Venezuela – a country divided

Lilian Tintori, wife of jailed opposition politician Leopoldo Lopez, rejects government’s claims he incited violence.

The government of President Nicolas Maduro with its red-shirted supporters is implementing what it calls its Boliviarian revolution started 15 years ago by Maduro’s predecessor, Hugo Chavez.

It is designed to more equally distribute Venezuela’s vast oil wealth among the country’s many poor.

Opposing the government, is the mostly white-shirted demonstrators who accuse Maduro’s government of corruption, brutality, and wrecking the economy.

It has suffered up until now from fragmented leadership.

Henrique Capriles, a provincial governor, lost his bid for the presidency last year and has been accused by some in his own movement of being too moderate.

No such accusations have been levelled against Leopoldo Lopez, a former mayor and opposition leader.

He was imprisoned last week on charges of inciting the recent violence across Venezuela that has left at least 13 people dead.

His wife, Lilian Tintori, speaking to Al Jazeera, said his imprisonment was politically motivated.

“You’ll remember that in 2008 Leopoldo was prevented from standing by President Chavez as mayor of one of the most important regions of Venezuela,” she said.

“He wasn’t allowed to stand. I remember he said to me: ‘This is like being a prisoner. Being prevented from standing is like being a prisoner from life.'”

Country full of fear

With her husband’s imprisonment, Tintori, a 36-year-old former TV presenter, has become a high-profile opposition figure in her own right.

She appeared alongside Capriles at a rally on Saturday with thousands of opposition supporters calling for Lopez’s release.

Only she and her family are allowed to visit him in what she says is a tiny cell where he´s kept isolated from the other prisoners and the outside world.

“Leopoldo was very clear,” she said.

“If him going to jail means that Venezuelans wake up, then it’s worth him going to jail.

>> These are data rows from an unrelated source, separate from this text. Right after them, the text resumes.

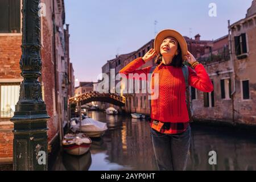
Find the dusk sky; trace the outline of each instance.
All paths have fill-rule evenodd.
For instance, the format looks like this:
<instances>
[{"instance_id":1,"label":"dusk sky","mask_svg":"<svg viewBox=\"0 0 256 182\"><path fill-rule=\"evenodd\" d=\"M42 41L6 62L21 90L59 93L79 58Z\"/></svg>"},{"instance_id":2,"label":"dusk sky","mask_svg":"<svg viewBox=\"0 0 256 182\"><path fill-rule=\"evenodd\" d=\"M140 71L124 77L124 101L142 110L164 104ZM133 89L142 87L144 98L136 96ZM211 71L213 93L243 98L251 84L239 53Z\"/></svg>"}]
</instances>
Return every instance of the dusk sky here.
<instances>
[{"instance_id":1,"label":"dusk sky","mask_svg":"<svg viewBox=\"0 0 256 182\"><path fill-rule=\"evenodd\" d=\"M76 78L97 81L101 67L117 54L137 50L164 28L183 36L214 40L228 34L232 24L244 18L251 0L65 0L70 27L70 57ZM210 17L210 3L217 16Z\"/></svg>"}]
</instances>

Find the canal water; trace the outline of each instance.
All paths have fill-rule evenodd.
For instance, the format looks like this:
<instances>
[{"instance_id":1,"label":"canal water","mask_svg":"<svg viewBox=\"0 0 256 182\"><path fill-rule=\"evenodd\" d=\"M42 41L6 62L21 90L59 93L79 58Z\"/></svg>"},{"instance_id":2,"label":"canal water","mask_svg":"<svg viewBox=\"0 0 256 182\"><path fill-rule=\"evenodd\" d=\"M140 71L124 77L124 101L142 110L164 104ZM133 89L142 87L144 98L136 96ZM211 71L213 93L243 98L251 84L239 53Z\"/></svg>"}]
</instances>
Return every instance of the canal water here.
<instances>
[{"instance_id":1,"label":"canal water","mask_svg":"<svg viewBox=\"0 0 256 182\"><path fill-rule=\"evenodd\" d=\"M89 111L93 119L106 122L109 130L93 139L90 151L75 156L60 151L51 170L157 170L145 120L127 115ZM229 127L191 123L192 141L187 170L255 170L256 135ZM209 164L209 152L217 164Z\"/></svg>"}]
</instances>

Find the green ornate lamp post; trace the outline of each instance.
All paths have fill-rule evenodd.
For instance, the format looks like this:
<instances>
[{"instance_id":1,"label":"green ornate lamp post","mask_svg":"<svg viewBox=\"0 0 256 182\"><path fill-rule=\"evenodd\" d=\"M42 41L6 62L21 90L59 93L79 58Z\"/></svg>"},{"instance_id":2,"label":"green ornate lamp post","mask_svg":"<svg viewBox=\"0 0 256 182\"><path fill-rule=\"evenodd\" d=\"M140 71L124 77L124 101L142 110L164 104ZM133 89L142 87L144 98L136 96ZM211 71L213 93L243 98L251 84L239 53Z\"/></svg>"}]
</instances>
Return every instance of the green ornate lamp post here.
<instances>
[{"instance_id":1,"label":"green ornate lamp post","mask_svg":"<svg viewBox=\"0 0 256 182\"><path fill-rule=\"evenodd\" d=\"M22 55L19 101L14 122L14 170L47 170L47 125L49 116L42 99L40 55L40 0L23 0Z\"/></svg>"}]
</instances>

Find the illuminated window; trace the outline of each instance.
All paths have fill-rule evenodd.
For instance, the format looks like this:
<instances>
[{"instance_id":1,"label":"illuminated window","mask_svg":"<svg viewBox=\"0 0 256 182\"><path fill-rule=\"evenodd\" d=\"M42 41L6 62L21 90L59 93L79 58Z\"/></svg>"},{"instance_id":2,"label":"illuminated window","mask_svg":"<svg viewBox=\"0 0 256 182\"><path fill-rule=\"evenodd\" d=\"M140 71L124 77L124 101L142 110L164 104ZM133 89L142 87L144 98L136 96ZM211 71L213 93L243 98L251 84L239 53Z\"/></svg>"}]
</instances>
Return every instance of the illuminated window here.
<instances>
[{"instance_id":1,"label":"illuminated window","mask_svg":"<svg viewBox=\"0 0 256 182\"><path fill-rule=\"evenodd\" d=\"M19 85L0 86L0 118L11 118L19 100Z\"/></svg>"},{"instance_id":2,"label":"illuminated window","mask_svg":"<svg viewBox=\"0 0 256 182\"><path fill-rule=\"evenodd\" d=\"M20 32L20 0L0 1L0 33Z\"/></svg>"}]
</instances>

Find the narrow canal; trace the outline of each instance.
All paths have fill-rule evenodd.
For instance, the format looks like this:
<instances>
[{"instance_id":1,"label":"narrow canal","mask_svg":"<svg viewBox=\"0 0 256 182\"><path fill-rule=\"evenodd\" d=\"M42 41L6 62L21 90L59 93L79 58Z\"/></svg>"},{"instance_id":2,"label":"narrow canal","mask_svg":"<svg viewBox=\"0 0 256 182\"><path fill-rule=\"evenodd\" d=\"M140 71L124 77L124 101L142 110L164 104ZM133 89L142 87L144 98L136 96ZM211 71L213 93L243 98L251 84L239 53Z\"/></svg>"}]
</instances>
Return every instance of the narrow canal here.
<instances>
[{"instance_id":1,"label":"narrow canal","mask_svg":"<svg viewBox=\"0 0 256 182\"><path fill-rule=\"evenodd\" d=\"M51 170L157 170L146 121L89 111L106 122L109 130L93 139L90 152L75 156L60 151ZM191 124L192 141L187 170L255 170L256 135L229 127ZM217 165L208 153L217 152Z\"/></svg>"}]
</instances>

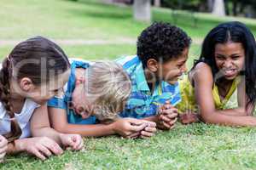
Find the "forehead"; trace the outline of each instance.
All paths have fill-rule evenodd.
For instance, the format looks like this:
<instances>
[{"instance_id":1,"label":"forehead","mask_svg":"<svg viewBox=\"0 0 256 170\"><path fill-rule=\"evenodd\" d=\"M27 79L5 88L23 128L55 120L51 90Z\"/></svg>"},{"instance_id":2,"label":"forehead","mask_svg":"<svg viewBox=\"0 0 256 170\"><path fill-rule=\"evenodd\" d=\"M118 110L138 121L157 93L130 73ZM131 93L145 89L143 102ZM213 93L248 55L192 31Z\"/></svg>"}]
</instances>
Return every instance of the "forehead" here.
<instances>
[{"instance_id":1,"label":"forehead","mask_svg":"<svg viewBox=\"0 0 256 170\"><path fill-rule=\"evenodd\" d=\"M166 62L168 65L177 65L177 64L181 64L183 62L185 62L188 60L189 56L189 48L185 48L182 54L180 54L177 57L175 57L169 61Z\"/></svg>"},{"instance_id":2,"label":"forehead","mask_svg":"<svg viewBox=\"0 0 256 170\"><path fill-rule=\"evenodd\" d=\"M70 75L70 69L66 71L65 72L56 76L49 82L49 83L45 84L49 86L49 90L55 90L62 88L65 83L67 82Z\"/></svg>"},{"instance_id":3,"label":"forehead","mask_svg":"<svg viewBox=\"0 0 256 170\"><path fill-rule=\"evenodd\" d=\"M244 50L241 42L217 43L215 53L241 53Z\"/></svg>"}]
</instances>

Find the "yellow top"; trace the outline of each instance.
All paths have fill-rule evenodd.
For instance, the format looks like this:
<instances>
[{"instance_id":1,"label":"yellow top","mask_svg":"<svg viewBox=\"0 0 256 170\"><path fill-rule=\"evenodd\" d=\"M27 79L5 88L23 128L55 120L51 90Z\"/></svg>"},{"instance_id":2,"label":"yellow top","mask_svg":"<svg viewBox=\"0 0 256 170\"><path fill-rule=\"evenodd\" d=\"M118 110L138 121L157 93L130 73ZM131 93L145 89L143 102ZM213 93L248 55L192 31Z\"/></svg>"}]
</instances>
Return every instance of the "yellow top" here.
<instances>
[{"instance_id":1,"label":"yellow top","mask_svg":"<svg viewBox=\"0 0 256 170\"><path fill-rule=\"evenodd\" d=\"M177 105L179 112L183 113L186 110L192 110L195 113L198 112L197 105L195 102L195 89L191 85L188 75L184 76L178 81L179 88L182 96L182 101ZM232 109L238 107L237 103L237 85L240 82L240 78L236 78L230 88L225 98L221 100L218 86L214 83L212 88L212 96L217 110Z\"/></svg>"}]
</instances>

If it’s days, months, whatever it takes, to make sure that justice is done here.”

Mrs Tintori went on to say that Venezuela is a country full of fear.

“We’re all scared that we’ll be killed or kidnapped. We go to the supermarket and queue for hours to buy supplies which are rationed. You can’t get cooking oil or toilet paper. Sometimes you can’t get meat or chicken.”

President Maduro calls the opposition fascists and says they are supported by the US and neighbouring Colombia to undermine his government.

He blames them for the violence.

Accusations rejected

Tintori angrily denied both the claims made by Maduro.

“The only thing behind the opposition movement is people,” she said.

“People and more people and these are all Venezuelans. The only weapons we’ve got are our hands and legs and we walk, we march peacefully. We don’t have weapons.”

President Maduro has called for dialogue with all sectors of society, while still accusing the opposition of fomenting the violence and being behind what he calls an attempted coup.

Tintori said that even if she were invited, she would not talk to the president.

“We have nothing to discuss with a dictatorial regime,” she said.

“We say that every day we’re living in a dictatorship with all that’s going on. Every day we see more and more and more terrible things.”

The worst of the violence seen in the past few weeks has abated for now. But both sides in this polarised society continue to hurl insults at one another, blame the other for the violence.

The few compromises are made reluctantly. Venezuela is living in very tense times.